Example 2: preparation of alpha crystal form mirabegron

10Kg of mirabegron is dissolved in 80L of ethanol, heated to reflux and filtered while hot. And slowly adding 250L of water into the filtrate, slowly cooling to 55 ℃, adding 80g of alpha crystal form mirabegron, stirring, slowly cooling to 0-5 ℃, continuously stirring for about 1 hour, filtering, washing the obtained filter cake by using a precooled 30% ethanol water solution, and drying to obtain 9.1Kg of alpha crystal form mirabegron, wherein the mass yield is 91%, and the HPLC purity is more than 99.5%.

Example 3: preparation of alpha crystal form mirabegron

10Kg of mirabegron is dissolved in 100L of ethanol, heated to reflux and filtered while hot.
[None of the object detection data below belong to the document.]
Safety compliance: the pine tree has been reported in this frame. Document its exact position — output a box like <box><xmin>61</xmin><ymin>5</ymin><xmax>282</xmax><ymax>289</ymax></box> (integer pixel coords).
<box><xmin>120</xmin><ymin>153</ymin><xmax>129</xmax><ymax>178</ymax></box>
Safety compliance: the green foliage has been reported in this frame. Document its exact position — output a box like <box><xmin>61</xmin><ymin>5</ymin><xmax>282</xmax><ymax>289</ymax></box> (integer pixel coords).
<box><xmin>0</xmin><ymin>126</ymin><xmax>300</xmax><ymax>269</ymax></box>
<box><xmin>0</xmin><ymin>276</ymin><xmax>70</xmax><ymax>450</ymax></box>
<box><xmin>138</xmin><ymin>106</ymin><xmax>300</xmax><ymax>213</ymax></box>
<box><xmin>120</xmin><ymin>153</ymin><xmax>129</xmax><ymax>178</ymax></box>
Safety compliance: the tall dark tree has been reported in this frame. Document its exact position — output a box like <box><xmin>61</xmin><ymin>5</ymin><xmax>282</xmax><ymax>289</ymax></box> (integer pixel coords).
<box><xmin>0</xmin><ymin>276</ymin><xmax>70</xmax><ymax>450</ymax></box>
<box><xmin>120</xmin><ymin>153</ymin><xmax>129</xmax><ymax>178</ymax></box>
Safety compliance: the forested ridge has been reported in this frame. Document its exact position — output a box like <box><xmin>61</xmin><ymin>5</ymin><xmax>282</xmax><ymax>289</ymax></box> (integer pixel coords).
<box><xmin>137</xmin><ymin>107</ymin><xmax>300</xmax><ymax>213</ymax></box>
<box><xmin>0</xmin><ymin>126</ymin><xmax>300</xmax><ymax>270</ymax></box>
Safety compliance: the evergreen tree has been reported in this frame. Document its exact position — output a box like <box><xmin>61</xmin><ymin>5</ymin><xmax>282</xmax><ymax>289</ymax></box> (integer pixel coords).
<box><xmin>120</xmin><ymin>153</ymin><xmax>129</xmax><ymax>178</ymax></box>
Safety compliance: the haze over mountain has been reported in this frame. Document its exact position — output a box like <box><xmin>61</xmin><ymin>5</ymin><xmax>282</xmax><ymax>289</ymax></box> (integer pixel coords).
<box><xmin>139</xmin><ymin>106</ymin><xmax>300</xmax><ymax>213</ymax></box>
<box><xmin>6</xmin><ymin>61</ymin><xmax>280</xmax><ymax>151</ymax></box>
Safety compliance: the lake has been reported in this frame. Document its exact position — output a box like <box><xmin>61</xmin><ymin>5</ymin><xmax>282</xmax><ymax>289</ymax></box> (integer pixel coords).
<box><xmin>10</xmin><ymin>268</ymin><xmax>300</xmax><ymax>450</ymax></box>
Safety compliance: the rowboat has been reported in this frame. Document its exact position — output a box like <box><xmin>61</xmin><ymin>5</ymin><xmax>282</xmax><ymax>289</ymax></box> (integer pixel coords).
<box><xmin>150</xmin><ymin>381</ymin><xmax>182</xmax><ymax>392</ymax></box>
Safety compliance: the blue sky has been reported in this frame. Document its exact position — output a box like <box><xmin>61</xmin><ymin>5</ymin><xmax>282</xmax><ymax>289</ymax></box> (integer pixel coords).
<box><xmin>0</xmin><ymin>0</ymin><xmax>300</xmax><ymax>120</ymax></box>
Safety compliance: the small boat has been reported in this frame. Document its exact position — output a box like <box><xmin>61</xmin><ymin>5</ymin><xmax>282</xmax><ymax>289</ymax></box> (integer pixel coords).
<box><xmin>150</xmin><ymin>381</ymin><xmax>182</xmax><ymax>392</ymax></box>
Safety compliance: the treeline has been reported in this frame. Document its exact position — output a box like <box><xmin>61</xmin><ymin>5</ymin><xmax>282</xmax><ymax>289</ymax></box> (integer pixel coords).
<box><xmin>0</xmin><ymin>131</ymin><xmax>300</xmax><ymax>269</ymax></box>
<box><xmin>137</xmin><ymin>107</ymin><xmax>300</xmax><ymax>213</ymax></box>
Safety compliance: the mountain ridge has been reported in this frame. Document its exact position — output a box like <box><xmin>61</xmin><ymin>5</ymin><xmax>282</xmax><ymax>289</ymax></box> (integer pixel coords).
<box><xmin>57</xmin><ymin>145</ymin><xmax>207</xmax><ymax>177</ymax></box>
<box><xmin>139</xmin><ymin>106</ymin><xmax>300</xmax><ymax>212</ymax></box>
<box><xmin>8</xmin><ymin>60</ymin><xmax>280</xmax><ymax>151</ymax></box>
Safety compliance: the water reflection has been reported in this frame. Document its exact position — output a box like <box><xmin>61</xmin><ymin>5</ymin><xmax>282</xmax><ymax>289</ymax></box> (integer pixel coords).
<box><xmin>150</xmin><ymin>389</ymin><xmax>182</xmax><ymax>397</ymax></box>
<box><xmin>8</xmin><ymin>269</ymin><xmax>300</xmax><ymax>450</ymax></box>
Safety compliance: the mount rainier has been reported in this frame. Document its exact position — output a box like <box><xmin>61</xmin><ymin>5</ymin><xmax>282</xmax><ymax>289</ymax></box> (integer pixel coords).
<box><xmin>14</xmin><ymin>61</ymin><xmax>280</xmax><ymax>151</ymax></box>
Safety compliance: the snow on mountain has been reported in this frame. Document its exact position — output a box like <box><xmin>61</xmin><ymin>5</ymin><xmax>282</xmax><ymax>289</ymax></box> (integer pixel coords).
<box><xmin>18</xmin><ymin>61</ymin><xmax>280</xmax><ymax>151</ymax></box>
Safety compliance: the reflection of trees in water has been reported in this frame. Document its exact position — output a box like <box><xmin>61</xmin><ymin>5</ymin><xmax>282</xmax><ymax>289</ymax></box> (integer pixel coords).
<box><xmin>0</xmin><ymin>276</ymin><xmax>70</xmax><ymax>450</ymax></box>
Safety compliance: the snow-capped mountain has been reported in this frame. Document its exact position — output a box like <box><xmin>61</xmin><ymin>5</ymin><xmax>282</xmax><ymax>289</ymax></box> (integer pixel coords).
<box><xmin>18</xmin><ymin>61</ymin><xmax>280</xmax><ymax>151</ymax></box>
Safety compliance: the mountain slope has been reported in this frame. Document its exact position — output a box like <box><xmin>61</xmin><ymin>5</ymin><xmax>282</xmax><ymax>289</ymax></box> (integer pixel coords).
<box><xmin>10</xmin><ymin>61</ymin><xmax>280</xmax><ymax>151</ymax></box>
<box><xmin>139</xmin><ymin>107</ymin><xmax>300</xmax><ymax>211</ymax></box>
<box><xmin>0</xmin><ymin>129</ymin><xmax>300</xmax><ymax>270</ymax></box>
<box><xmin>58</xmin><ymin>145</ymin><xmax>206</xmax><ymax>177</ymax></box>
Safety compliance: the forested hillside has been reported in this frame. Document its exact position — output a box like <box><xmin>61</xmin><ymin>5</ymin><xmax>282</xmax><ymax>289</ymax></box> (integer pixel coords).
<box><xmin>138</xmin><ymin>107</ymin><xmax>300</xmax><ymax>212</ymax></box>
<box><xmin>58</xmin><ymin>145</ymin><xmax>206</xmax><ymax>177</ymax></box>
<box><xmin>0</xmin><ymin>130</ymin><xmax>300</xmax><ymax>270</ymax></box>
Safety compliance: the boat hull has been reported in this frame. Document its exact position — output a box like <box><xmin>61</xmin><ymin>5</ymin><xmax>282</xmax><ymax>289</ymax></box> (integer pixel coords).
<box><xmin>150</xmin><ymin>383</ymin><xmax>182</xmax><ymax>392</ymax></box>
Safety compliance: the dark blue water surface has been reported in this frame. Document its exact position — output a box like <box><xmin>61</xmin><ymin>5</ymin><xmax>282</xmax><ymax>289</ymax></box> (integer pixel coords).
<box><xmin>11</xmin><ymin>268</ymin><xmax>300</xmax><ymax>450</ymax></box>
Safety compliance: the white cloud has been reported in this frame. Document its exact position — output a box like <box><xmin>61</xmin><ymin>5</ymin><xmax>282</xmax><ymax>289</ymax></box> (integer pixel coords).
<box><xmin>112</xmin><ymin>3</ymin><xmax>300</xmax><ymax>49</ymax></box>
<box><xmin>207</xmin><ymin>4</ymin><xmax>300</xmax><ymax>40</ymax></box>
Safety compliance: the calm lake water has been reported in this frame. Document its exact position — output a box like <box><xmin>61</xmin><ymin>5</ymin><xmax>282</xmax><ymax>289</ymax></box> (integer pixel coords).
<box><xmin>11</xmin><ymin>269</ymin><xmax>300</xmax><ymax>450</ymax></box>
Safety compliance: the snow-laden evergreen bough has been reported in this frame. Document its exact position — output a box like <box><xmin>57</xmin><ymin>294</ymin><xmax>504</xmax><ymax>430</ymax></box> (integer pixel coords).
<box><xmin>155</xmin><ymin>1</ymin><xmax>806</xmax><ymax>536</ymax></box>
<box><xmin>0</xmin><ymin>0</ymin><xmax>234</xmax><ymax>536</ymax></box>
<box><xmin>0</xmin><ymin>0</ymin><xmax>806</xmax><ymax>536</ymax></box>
And slowly adding 230L of water into the filtrate, slowly cooling to 55 ℃, adding 100g of alpha crystal form mirabegron, stirring, slowly cooling to 0-5 ℃, continuously stirring for about 1 hour, filtering, washing the obtained filter cake with a precooled 35% ethanol water solution, and drying to obtain 9.32Kg of alpha crystal form mirabegron, wherein the mass yield is 92.3%, and the HPLC purity is more than 99.5%.

Example 4: preparation of alpha crystal form mirabegron

10Kg of mirabegron is dissolved in 100L of ethanol, heated to reflux and filtered while hot. And slowly adding 180L of water into the filtrate, slowly cooling to 55 ℃, adding 100g of alpha crystal form mirabegron, stirring, slowly cooling to 0-5 ℃, continuously stirring for about 1 hour, filtering, washing the obtained filter cake with a precooled 35% ethanol water solution, and drying to obtain 9.23Kg of alpha crystal form mirabegron, wherein the mass yield is 93.3%, and the HPLC purity is more than 99.5%.
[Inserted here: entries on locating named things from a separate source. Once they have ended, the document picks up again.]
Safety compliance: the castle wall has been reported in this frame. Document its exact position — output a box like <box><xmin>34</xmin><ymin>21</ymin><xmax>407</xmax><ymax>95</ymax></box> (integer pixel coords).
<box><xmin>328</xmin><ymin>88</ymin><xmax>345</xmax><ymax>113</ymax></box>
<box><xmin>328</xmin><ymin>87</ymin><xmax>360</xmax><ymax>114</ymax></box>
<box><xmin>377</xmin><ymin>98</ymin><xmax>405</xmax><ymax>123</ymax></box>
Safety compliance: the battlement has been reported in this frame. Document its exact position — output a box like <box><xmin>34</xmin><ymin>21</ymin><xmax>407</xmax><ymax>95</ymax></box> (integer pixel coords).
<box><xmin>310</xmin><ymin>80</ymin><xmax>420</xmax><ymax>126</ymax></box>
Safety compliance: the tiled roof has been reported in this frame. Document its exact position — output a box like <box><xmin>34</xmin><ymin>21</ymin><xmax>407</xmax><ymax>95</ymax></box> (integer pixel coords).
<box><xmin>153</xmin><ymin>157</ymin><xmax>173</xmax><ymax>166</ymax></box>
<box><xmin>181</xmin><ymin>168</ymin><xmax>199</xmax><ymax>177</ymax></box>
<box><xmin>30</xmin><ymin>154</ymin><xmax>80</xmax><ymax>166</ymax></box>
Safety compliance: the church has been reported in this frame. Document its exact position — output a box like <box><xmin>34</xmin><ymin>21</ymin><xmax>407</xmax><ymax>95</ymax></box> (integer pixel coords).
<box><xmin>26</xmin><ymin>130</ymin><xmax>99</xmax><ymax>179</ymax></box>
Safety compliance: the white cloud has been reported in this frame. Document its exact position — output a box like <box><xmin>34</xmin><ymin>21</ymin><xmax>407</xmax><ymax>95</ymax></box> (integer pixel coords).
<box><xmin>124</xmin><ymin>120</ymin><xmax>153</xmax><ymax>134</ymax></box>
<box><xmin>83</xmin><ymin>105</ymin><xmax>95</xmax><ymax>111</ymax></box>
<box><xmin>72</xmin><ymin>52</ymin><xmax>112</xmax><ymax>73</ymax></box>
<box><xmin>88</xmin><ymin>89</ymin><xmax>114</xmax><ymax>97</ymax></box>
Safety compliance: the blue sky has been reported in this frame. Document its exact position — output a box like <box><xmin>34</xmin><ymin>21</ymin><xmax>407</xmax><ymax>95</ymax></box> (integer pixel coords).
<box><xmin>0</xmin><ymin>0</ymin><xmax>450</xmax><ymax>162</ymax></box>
Example 5: preparation of alpha crystal form mirabegron

Dissolving 10Kg of mirabegron in 250L of 45 percent ethanol water solution, heating to reflux, filtering while hot, slowly cooling to 55 ℃, adding 10g of alpha crystal mirabegron, stirring and slowly cooling to 10 ℃, continuously stirring for about 5 hours, filtering, washing an obtained filter cake by using precooled 45 percent ethanol water solution, and drying to obtain 8.12Kg of alpha crystal mirabegron, wherein the mass yield is 81.25 percent, and the HPLC purity is more than 99.5 percent.
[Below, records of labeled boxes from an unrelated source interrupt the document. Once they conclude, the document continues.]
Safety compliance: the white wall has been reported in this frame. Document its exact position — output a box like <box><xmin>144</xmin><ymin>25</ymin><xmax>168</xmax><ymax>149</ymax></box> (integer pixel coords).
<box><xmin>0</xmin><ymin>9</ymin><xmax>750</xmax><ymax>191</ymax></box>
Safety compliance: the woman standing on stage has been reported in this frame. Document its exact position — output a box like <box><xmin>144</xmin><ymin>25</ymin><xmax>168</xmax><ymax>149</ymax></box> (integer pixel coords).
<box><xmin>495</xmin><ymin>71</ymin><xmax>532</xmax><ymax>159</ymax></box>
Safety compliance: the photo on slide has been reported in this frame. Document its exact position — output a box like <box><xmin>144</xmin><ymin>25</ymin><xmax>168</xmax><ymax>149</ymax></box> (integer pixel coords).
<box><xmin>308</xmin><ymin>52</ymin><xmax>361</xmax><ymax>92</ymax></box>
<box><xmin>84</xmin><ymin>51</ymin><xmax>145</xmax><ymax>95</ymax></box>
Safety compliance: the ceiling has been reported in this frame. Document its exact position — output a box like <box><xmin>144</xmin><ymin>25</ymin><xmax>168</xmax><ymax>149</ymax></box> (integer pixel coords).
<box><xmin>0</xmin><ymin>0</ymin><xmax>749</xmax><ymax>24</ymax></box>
Example 6: preparation of alpha crystal form mirabegron

Dissolving 10Kg of mirabegron in 300L of 45 percent ethanol water solution, heating to reflux, and filtering while the solution is hot. Slowly cooling to 55 ℃, adding 15g of alpha crystal form mirabegron, stirring, slowly cooling to 10 ℃, continuously stirring for about 5 hours, filtering, washing an obtained filter cake by using precooled 45% ethanol water solution, and drying to obtain 7.67Kg of alpha crystal form mirabegron, wherein the mass yield is 76.7%, and the HPLC purity is more than 99.5%.